Hello, this is about a recursive implementation of the sqrtm
algorithm. The idea is that, instead of finding the solution X
to X^2 = A
on a pointwise basis, calculating each entry starting with the diagonal and working outwards, A
is split up into [A11 A12; 0 A22]
, smaller solutions X11, X22
are found as before, and X12
is the result of the Sylvester equation. This follows Deadman Higham Ralha and should produce a sizeable speedup. … But it’s not as fast as I would like it to be.

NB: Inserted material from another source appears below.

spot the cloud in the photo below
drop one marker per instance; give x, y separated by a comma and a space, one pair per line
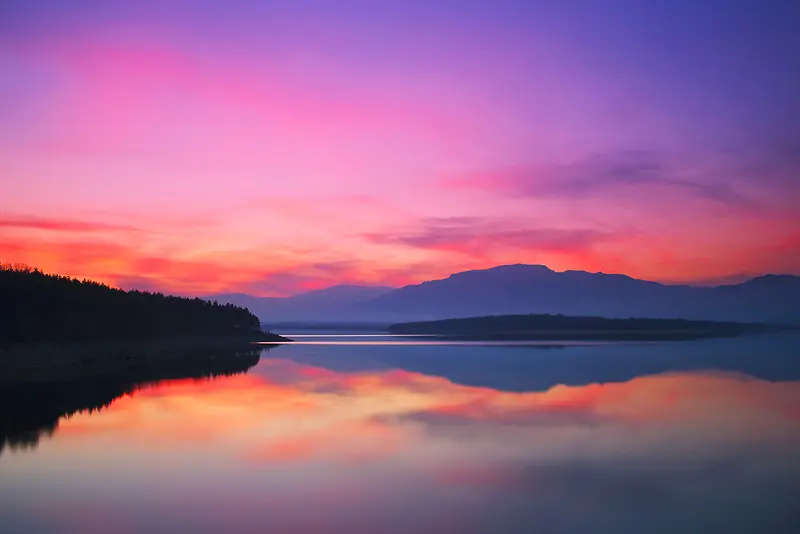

Any improvements that can be made to recsqrtm
? Also in memory usage
function recsqrtm{T}(A::AbstractArray{T})
S = schurfact(A)
S[:vectors] * _recsqrtm(S[:Schur]) * S[:vectors]'
end
function _recsqrtm{T}(A::AbstractArray{T})
n = Base.LinAlg.checksquare(A)
t = typeof(sqrt(zero(T)))
R = zeros(t,n,n)
@inbounds if n == 1
R[1,1] = sqrt(A[1,1])
elseif n == 2
R[1,1] = r11 = sqrt(A[1,1])
R[2,2] = r22 = sqrt(A[2,2])
R[1,2] = A[1,2] / (r11 + r22)
else
n1 = Int(ceil(n/2))
r1 = 1:n1
r2 = (n1+1):n
R[r1,r1] = _recsqrtm(A[r1,r1])
R[r2,r2] = _recsqrtm(A[r2,r2])
R[r1,r2] = sylvester(R[r1,r1],R[r2,r2],-A[r1,r2])::Matrix{t}
end
R
end
From ProfileView
most of the time is spent in trsyl!
.
How does one calibrate this kind of thing? See below for block-wise recursive code. How does one choose an appropriate block size? The block size (the point at which one reverts to the pointwise sqrtm
method) doesn’t seem to matter much, whether 1
(as above, in recsqrtm
) or 64
as below. Is there a standard set of matrices/matrix types to test against, or systems to test on? Looks to me like recursive performance is an improvement from matrices of dimension 1000 - 2000, so should that be hard-coded? What about parallel computation?
function _blksqrtm{T}(A::AbstractArray{T})
n = Base.LinAlg.checksquare(A)
@inbounds if n < 65
return sqrtm(UpperTriangular(A),Val{true})
else
t = typeof(sqrt(zero(T)))
R = zeros(t,n,n)
n1 = Int(ceil(n/2))
if !iszero(A[n1+1,n1]) # hit a 2x2-block on diagonal, avoid
n1 -= 1
end
r1 = 1:n1
r2 = (n1+1):n
R[r1,r1] = _blksqrtm(A[r1,r1])
R[r2,r2] = _blksqrtm(A[r2,r2])
R[r1,r2] = sylvester(R[r1,r1],R[r2,r2],-A[r1,r2])::Matrix{t}
end
R
end